The Podcast Making African Innovation Required Listening

When Boris Kodjoe arrives on In The Valley he begins with a single word: “Present.” He explains that “the past is over and the future isn’t guaranteed.” His episode, taped live during FII9 in Riyadh, marks a turning point for the series. Kodjoe is the first major diaspora figure to appear on a podcast already known across Africa and the Middle East for spotlighting founders and investors who are building real companies rather than rehearsing familiar hype cycles.

In The Valley has become one of the most focused platforms documenting African innovation across borders. The series is now stepping into the U.S. market with intentional pace. Created by  Silverbacks Holdings and hosted by Ibrahim Sagna, the show has grown into a cross-continental presence with measurable traction: 34 episodes, 50 guests and 18 million views across platforms. Its audience reflects the reality of modern movement. Capital, talent and creative IP now circulate between Accra, Lagos, Dubai, Riyadh, London and the United States in a weekly rhythm.

That momentum gives its U.S. expansion weight. Podcasting continues to climb as a global medium.  Backlinko’s industry review records the 2025 worldwide audience at 584.1 million listeners, a rise driven by video-led discovery and YouTube’s dominance among younger audiences. Kodjoe’s appearance sits at the intersection of that growth and the increased demand for accessible African innovation narratives in the United States.

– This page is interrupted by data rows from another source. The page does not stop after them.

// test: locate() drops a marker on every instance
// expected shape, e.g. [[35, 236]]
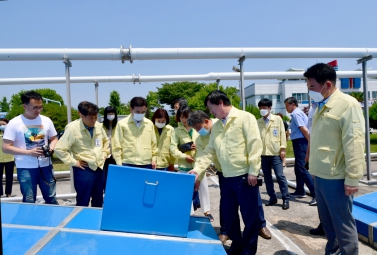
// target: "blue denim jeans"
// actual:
[[88, 184], [275, 162], [335, 211], [302, 174], [29, 178]]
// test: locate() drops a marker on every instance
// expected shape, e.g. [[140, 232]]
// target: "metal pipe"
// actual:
[[180, 53], [366, 114], [167, 78], [241, 60], [19, 199], [96, 91], [68, 64]]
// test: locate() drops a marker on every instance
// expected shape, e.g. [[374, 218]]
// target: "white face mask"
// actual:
[[263, 112], [160, 125], [111, 117], [139, 116], [316, 96]]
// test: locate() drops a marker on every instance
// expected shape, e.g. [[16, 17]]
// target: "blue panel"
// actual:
[[368, 201], [18, 240], [83, 243], [344, 83], [357, 83], [201, 228], [34, 215], [88, 218], [363, 218], [142, 201]]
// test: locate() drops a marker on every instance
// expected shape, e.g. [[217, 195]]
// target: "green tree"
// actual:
[[171, 91], [4, 105], [359, 96]]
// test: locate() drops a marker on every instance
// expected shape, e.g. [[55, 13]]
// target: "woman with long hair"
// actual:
[[160, 119], [183, 148], [110, 121]]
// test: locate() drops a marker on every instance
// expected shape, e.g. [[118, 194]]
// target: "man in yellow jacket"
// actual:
[[135, 142], [272, 132], [85, 146], [236, 142], [336, 157]]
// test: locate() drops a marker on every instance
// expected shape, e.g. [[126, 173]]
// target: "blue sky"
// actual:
[[175, 24]]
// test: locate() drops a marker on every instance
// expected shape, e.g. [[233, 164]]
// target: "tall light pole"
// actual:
[[240, 70]]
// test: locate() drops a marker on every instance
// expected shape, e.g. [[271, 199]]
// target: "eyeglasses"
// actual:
[[36, 108]]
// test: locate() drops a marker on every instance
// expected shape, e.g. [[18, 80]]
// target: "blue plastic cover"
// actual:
[[102, 243], [34, 215], [147, 201], [20, 240]]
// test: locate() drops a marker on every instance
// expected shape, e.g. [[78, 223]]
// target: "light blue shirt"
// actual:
[[299, 119]]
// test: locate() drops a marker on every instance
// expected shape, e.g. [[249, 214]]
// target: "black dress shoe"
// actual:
[[272, 202], [285, 205]]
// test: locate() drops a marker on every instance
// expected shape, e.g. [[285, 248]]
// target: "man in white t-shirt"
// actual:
[[24, 137]]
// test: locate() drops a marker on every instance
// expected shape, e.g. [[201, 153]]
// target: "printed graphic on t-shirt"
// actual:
[[34, 137]]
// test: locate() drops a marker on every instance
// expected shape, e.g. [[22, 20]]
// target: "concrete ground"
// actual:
[[290, 228]]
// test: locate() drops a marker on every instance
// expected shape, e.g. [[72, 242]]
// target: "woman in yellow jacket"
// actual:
[[183, 135], [110, 121], [160, 119], [7, 162]]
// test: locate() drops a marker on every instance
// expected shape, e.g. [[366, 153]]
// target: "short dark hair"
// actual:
[[182, 111], [106, 122], [215, 97], [197, 117], [87, 108], [291, 100], [161, 113], [25, 97], [321, 73], [265, 102], [138, 101]]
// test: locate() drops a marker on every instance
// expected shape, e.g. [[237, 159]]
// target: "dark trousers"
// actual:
[[335, 211], [236, 194], [88, 184], [275, 162], [9, 167], [302, 174], [108, 161]]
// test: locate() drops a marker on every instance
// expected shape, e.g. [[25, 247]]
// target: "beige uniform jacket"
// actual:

Airlines have noticed the shift. The series was recently added to Qatar Airways’ in-flight entertainment roster, extending its reach to global travelers and business audiences who may not yet be inside Africa’s tech or creative landscape but are already shaped by it.

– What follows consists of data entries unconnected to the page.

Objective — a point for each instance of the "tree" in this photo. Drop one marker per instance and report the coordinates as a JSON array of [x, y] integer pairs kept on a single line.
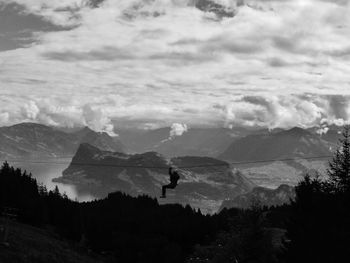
[[318, 228], [339, 167]]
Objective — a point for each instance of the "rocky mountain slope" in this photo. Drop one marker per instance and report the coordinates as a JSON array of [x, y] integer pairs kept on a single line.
[[101, 172], [194, 142], [292, 143], [31, 140]]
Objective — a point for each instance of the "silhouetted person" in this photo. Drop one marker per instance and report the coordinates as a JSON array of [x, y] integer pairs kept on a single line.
[[174, 177]]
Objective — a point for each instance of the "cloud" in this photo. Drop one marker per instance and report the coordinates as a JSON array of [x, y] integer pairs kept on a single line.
[[177, 129], [272, 64]]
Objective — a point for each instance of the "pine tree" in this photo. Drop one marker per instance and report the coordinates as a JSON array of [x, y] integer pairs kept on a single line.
[[339, 167]]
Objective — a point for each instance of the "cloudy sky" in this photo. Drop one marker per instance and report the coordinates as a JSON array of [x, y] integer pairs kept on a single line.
[[115, 63]]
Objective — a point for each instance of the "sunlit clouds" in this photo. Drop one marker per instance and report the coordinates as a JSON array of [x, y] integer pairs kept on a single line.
[[158, 62]]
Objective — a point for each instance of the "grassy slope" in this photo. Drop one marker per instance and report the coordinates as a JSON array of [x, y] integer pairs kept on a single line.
[[30, 244]]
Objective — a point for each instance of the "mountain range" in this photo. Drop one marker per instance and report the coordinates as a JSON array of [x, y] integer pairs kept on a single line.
[[31, 140], [292, 143], [101, 172]]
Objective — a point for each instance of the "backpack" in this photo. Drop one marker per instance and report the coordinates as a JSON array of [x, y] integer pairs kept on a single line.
[[175, 176]]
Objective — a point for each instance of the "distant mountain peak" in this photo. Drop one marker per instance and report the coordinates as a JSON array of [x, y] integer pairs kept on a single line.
[[295, 131]]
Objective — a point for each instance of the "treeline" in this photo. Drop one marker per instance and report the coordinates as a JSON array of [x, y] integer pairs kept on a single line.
[[315, 227], [128, 229]]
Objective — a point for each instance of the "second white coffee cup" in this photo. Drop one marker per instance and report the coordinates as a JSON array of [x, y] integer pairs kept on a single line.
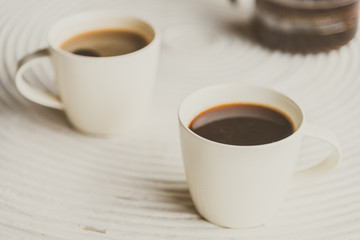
[[242, 186], [100, 95]]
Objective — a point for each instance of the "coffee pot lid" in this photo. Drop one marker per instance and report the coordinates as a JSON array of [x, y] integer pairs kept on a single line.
[[313, 4]]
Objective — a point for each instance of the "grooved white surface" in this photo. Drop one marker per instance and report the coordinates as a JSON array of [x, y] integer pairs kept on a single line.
[[58, 184]]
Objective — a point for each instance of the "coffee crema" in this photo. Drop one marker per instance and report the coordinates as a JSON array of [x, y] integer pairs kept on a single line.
[[105, 43], [242, 124]]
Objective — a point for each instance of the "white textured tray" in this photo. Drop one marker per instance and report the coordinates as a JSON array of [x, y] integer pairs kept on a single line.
[[58, 184]]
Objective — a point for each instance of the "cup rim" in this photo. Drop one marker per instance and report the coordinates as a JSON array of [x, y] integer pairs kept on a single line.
[[97, 13], [234, 85]]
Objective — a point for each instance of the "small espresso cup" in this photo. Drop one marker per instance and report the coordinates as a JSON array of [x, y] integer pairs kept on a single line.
[[100, 95], [242, 186]]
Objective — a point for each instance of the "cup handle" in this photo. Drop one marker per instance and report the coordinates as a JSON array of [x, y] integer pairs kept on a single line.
[[325, 167], [34, 94]]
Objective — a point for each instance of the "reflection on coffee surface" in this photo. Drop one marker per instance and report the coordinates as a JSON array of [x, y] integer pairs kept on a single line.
[[242, 124], [105, 43]]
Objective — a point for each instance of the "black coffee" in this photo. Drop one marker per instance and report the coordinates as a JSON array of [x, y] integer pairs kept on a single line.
[[242, 124], [105, 43]]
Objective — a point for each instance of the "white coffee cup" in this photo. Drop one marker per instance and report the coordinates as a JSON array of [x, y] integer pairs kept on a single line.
[[100, 95], [242, 186]]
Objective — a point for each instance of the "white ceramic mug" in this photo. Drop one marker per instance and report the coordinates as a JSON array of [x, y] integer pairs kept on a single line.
[[100, 95], [242, 186]]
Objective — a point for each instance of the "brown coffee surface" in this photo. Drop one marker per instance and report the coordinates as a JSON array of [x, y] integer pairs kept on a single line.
[[242, 124], [105, 43]]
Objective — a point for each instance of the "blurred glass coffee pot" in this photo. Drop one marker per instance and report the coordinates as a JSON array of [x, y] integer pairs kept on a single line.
[[305, 26]]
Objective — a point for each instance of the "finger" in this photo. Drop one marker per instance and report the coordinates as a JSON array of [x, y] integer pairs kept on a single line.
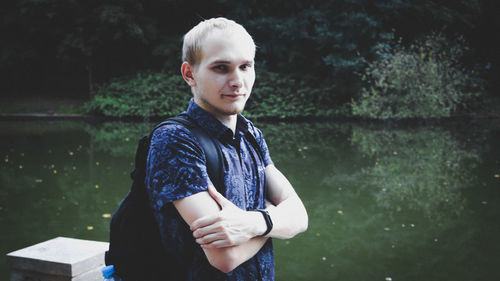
[[219, 198], [202, 231], [217, 244], [204, 221], [210, 238]]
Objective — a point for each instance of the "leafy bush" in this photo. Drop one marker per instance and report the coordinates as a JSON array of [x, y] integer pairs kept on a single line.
[[145, 95], [424, 80], [283, 96]]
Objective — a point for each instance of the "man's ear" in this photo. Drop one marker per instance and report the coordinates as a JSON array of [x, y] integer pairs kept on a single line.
[[187, 71]]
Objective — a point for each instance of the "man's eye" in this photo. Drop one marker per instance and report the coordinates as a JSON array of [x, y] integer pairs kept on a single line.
[[245, 66], [220, 67]]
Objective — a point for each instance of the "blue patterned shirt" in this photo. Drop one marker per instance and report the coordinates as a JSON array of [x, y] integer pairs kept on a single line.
[[176, 169]]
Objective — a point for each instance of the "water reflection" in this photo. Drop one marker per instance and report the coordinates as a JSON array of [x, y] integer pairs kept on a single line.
[[383, 203], [420, 170]]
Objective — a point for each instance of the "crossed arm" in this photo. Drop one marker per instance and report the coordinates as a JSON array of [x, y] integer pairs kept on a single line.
[[228, 235]]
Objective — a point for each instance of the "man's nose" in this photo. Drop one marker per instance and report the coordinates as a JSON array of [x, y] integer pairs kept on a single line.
[[236, 80]]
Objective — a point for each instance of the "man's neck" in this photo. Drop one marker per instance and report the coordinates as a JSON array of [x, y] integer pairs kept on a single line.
[[229, 120]]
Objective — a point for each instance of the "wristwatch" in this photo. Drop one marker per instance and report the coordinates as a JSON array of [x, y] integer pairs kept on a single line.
[[268, 220]]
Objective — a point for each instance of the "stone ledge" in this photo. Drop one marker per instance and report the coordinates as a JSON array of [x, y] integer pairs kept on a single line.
[[61, 256]]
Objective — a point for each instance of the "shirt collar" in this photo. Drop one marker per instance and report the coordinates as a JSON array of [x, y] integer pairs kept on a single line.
[[214, 126]]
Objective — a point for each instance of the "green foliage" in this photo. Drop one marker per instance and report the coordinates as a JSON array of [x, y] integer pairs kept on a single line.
[[160, 94], [145, 95], [424, 80], [279, 95]]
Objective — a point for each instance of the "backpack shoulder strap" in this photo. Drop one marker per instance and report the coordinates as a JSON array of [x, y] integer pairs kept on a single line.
[[212, 151]]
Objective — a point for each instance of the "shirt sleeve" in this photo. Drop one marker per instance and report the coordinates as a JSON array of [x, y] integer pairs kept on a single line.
[[176, 166]]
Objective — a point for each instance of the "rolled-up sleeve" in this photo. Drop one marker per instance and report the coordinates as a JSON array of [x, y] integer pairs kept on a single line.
[[176, 166]]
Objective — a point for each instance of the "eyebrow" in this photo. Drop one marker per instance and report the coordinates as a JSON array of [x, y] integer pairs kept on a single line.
[[229, 62]]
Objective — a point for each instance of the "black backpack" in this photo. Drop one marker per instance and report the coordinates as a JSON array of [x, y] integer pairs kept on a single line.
[[135, 247]]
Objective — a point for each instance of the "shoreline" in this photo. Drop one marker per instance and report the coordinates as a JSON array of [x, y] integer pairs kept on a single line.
[[272, 119]]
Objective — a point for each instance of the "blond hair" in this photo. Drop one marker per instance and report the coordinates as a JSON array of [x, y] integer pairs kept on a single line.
[[193, 40]]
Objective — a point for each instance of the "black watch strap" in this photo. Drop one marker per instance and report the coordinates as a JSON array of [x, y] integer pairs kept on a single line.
[[267, 218]]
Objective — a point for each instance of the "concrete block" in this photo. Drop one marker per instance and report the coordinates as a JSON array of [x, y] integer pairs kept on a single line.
[[60, 258]]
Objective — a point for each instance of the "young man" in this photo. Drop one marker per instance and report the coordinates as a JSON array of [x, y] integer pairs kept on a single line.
[[213, 236]]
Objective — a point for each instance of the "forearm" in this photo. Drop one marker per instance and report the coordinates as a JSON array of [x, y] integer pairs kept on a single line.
[[289, 218], [289, 215], [228, 258]]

Kodjoe’s interview moves away from nostalgia and celebrity promo. He discusses identity, migration and creative work without leaning on spectacle. He speaks directly about the “ancestral power” that shapes him and describes his path from Germany to the United States in terms that reflect presence rather than performance. The tone aligns with listeners who expect clarity and context from the media they follow.

Kodjoe has been building global bridges long before this episode. His  Full Circle Africa  initiative brings leaders in business, sports and entertainment to Ghana to discuss investment and narrative ownership. It matches a broader shift in which diaspora networks are driving capital toward African creative industries, fintech and emerging technology. Analysts have pointed to Africa’s young, highly connected population as the engine behind that trend.

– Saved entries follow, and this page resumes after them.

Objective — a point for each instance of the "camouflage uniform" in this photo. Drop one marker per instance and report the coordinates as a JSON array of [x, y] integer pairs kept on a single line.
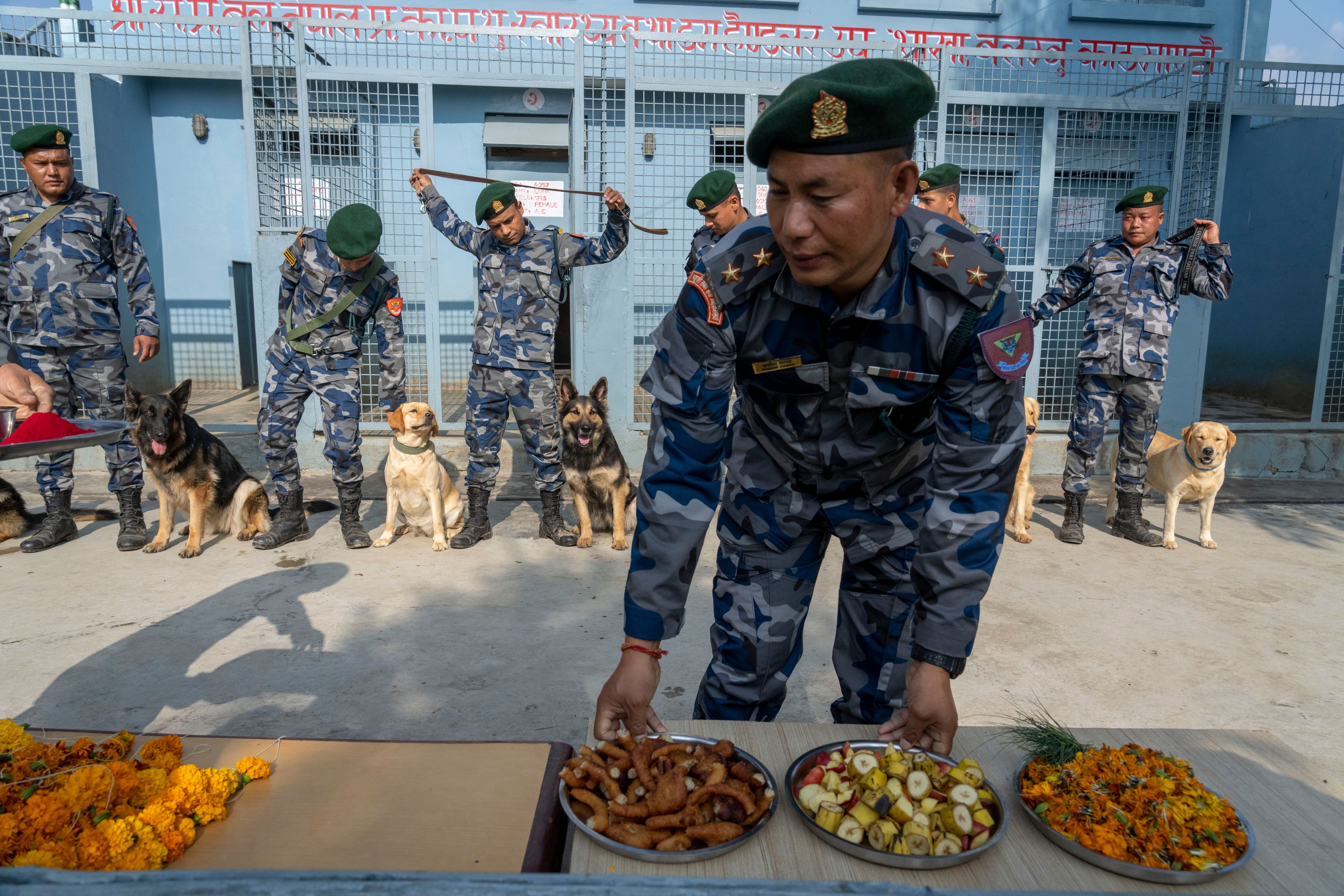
[[311, 284], [808, 456], [61, 314], [1123, 359], [515, 331]]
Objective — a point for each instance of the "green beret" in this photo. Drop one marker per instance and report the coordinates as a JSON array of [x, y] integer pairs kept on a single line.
[[354, 232], [41, 138], [854, 107], [712, 190], [1142, 198], [494, 199], [939, 176]]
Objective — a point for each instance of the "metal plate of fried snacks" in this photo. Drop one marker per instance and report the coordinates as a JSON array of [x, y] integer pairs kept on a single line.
[[690, 855], [804, 763]]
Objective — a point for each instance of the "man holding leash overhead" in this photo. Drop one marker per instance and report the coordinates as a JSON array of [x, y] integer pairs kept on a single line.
[[1134, 288], [718, 199], [875, 404], [522, 285], [332, 284]]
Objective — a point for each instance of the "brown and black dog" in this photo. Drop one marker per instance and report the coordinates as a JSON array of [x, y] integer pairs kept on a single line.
[[598, 477]]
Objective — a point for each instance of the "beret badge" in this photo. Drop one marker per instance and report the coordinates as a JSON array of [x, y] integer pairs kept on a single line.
[[828, 117]]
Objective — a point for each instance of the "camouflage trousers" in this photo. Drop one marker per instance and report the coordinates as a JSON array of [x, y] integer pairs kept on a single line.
[[99, 375], [766, 570], [335, 381], [491, 393], [1100, 397]]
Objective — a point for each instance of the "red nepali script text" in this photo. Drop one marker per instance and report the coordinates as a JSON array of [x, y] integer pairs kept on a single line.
[[41, 428]]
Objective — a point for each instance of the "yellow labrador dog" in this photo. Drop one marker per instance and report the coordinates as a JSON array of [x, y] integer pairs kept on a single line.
[[1023, 496], [1186, 469], [421, 496]]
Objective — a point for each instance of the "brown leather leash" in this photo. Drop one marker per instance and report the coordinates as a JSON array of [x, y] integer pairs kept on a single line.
[[659, 232]]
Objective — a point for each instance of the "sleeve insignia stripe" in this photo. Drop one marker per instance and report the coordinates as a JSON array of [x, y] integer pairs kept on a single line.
[[777, 365], [915, 377]]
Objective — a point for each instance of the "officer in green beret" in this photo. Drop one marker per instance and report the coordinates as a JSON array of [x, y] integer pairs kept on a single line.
[[940, 192], [332, 284], [715, 197], [877, 405], [61, 252], [523, 273], [1131, 284]]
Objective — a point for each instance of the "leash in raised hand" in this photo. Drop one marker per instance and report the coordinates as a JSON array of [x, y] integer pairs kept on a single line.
[[659, 232]]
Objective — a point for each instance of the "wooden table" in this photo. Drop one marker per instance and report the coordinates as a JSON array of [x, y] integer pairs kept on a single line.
[[382, 805], [1299, 819]]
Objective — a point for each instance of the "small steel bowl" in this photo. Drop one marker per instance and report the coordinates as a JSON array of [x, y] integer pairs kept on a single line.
[[690, 855], [804, 763], [1132, 870]]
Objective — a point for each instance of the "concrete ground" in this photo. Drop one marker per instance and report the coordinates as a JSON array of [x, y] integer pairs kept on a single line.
[[514, 639]]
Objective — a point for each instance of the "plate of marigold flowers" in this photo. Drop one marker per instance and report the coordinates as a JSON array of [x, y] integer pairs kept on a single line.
[[1132, 811]]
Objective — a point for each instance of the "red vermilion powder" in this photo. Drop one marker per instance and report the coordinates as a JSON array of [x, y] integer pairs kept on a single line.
[[40, 428]]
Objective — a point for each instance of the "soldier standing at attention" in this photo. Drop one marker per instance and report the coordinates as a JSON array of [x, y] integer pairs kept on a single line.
[[332, 284], [62, 248], [523, 274], [940, 192], [1123, 359], [718, 199], [854, 328]]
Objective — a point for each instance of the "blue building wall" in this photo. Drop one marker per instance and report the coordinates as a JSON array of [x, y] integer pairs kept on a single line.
[[1279, 216]]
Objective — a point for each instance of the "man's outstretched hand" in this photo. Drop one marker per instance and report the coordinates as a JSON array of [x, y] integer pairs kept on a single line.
[[627, 695], [929, 721]]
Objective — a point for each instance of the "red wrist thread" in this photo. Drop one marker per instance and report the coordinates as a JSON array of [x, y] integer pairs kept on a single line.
[[656, 655]]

The episode’s value sits in its detail. Kodjoe speaks about African creators who are building animation studios, mobile fintech platforms and AI-driven creative companies that lower production barriers and protect ownership. He says the old studio model is over and that audiences consume content differently. African creators, he argues, are already designing systems that reflect how people watch, listen and share today.

For many U.S. viewers, this episode is their entry into In The Valley. It immediately clarifies that the show is not a celebrity podcast. It is a platform committed to serious, grounded conversations about Africa’s present and future, delivered by guests who understand what it means to build across borders.

The Kodjoe episode is the entry point for many Americans, but it is also a preview of the series’ wider ambitions. The platform is expanding at a moment when Africa’s creative influence and tech footprint continue to rise.